Financing Nature: closing the biodiversity financing gap
Financing Nature, A new report by our partners The Paulson Institute and The Nature Conservancy (both participants in the debt for nature working group) highlights a $700 billion annual funding gap for biodiversity, as well as the $500 billion per year spent by governments in economic support that is harmful to biodiversity.
The report highlights opportunities for ‘financing green'; mobilizing private finance for projects that contribute to the conservation, restoration, and sustainable use of biodiversity and ecosystem services and ‘greening finance’ directing broader financial flows away from projects with a negative impact on biodiversity and ecosystems.
The global bond markets increased from US$ 87 trillion in 2008 to more than US$255 trillion in 2019, driven by the growth of bond issuance in the public and private sectors, primarily in emerging markets. Of this, green debt represents a small (<0.5%) but growing segment of the bond markets.

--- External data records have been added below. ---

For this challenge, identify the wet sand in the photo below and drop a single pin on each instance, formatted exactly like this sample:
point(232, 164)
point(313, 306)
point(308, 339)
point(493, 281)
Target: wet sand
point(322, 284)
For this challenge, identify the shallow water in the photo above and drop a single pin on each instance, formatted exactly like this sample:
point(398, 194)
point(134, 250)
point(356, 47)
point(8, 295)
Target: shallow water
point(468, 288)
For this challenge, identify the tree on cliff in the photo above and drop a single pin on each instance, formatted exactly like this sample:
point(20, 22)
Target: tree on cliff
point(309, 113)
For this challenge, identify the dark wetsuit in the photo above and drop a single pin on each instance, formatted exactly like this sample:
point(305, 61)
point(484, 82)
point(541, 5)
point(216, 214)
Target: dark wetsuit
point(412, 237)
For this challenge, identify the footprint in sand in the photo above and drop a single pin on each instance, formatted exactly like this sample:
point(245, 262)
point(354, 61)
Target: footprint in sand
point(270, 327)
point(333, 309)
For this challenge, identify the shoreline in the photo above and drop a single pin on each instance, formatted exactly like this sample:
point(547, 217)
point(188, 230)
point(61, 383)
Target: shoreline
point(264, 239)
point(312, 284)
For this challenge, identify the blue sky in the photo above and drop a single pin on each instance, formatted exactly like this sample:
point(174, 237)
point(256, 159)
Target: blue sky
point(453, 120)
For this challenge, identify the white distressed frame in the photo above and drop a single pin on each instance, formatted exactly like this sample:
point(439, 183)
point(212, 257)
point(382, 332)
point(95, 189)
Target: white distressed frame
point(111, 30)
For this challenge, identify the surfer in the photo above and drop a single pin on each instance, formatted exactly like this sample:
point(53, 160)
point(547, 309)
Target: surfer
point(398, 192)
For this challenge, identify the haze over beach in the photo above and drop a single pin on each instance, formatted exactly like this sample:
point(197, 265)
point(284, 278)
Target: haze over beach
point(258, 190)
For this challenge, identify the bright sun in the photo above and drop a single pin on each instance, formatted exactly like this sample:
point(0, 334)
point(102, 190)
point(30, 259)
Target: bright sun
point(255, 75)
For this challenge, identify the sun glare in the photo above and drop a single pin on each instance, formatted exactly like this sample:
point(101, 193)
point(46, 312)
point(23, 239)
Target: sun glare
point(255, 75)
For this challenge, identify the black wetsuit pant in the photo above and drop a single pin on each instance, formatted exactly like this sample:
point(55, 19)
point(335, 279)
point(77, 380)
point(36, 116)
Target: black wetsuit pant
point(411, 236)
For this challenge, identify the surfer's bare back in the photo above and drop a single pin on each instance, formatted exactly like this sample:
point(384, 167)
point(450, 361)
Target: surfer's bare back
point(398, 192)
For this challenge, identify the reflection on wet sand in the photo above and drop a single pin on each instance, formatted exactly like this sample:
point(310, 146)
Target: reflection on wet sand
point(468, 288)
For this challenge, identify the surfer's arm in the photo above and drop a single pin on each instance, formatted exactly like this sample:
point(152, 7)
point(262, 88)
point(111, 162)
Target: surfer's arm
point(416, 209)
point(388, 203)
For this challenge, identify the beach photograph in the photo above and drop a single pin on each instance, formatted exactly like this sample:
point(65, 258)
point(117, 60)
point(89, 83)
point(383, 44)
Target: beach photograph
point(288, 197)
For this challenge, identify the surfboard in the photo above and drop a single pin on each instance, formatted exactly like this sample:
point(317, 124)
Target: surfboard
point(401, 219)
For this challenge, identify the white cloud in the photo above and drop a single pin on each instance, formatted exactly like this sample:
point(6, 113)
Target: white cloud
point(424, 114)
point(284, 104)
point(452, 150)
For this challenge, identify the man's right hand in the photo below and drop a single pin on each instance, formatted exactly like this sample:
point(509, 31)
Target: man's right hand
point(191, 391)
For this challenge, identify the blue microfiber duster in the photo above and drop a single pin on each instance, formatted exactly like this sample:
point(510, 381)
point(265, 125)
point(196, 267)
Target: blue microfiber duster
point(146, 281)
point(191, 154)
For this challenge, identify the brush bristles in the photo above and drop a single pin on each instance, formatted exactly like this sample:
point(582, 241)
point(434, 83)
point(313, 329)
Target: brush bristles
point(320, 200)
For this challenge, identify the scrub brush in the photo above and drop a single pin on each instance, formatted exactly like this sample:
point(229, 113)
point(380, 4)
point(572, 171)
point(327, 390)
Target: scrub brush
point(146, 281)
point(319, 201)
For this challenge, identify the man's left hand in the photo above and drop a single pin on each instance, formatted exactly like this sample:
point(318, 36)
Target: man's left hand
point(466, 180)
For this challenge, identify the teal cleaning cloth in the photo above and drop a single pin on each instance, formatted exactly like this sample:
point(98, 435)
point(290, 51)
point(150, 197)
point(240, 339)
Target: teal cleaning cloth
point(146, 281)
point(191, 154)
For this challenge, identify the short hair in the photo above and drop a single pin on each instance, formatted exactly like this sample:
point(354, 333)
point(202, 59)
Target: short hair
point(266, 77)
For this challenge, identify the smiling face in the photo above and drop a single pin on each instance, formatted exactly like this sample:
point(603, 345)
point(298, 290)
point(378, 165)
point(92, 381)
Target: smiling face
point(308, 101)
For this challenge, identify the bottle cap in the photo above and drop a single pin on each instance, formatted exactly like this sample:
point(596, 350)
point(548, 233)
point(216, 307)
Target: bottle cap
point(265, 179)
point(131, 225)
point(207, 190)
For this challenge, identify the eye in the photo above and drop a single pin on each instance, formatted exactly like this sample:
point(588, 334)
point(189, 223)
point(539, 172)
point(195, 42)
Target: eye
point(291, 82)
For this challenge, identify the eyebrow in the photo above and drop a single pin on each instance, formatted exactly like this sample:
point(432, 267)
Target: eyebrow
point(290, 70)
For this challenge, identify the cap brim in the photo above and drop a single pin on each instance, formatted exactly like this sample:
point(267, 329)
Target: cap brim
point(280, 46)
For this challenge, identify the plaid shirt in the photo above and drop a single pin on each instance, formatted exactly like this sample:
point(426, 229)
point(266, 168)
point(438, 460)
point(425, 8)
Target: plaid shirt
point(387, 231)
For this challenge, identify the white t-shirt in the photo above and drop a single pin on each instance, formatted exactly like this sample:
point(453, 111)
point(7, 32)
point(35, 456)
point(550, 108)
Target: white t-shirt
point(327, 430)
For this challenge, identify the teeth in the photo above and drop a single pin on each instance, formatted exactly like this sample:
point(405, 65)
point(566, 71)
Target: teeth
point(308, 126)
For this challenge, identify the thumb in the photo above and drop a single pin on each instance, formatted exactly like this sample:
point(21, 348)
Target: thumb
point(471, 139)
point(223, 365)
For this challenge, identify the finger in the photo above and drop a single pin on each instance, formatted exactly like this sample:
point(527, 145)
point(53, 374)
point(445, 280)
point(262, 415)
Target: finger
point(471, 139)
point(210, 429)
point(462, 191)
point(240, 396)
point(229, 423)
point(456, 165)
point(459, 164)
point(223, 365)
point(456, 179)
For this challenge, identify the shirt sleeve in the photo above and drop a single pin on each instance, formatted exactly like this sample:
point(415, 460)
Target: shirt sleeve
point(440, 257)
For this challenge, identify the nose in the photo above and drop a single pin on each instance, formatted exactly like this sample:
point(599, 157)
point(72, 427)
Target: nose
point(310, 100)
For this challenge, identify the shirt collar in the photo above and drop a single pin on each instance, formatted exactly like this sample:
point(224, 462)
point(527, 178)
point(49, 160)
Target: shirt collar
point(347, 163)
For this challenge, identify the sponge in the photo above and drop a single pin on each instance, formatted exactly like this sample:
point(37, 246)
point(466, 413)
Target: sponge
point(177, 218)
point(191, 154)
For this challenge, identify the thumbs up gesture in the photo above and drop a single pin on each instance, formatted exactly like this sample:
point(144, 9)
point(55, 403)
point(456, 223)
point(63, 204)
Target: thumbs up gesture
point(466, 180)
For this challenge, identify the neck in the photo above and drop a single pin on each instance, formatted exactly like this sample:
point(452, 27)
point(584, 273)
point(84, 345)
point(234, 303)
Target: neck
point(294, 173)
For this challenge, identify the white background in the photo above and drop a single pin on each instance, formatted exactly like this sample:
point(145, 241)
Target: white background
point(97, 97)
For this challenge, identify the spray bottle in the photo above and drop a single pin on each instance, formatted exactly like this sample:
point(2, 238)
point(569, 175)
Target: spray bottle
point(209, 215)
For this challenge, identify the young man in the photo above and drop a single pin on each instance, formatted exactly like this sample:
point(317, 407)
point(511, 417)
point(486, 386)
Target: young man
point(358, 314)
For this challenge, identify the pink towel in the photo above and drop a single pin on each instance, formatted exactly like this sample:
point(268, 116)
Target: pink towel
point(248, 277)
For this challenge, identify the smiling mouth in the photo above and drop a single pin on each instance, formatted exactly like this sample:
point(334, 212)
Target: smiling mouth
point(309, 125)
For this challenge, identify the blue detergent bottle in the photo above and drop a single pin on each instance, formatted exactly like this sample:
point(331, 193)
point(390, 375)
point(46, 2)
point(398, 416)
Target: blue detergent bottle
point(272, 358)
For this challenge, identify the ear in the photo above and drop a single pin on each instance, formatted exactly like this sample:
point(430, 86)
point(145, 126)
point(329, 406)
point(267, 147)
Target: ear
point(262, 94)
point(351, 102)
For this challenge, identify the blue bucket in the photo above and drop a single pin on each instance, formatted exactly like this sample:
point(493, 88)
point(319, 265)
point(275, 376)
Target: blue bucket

The report references F4B's work on sovereign debt.
The debt crisis derived from the COVID-19 pandemic and linked economic downturn demands a critical global economic response, but it also represents an opportunity to support the issuance of biodiversity-related green debt products by developing countries, with the integration of biodiversity targets into new debt agreements, reducing the cost of capital and ensuring the protection of natural assets.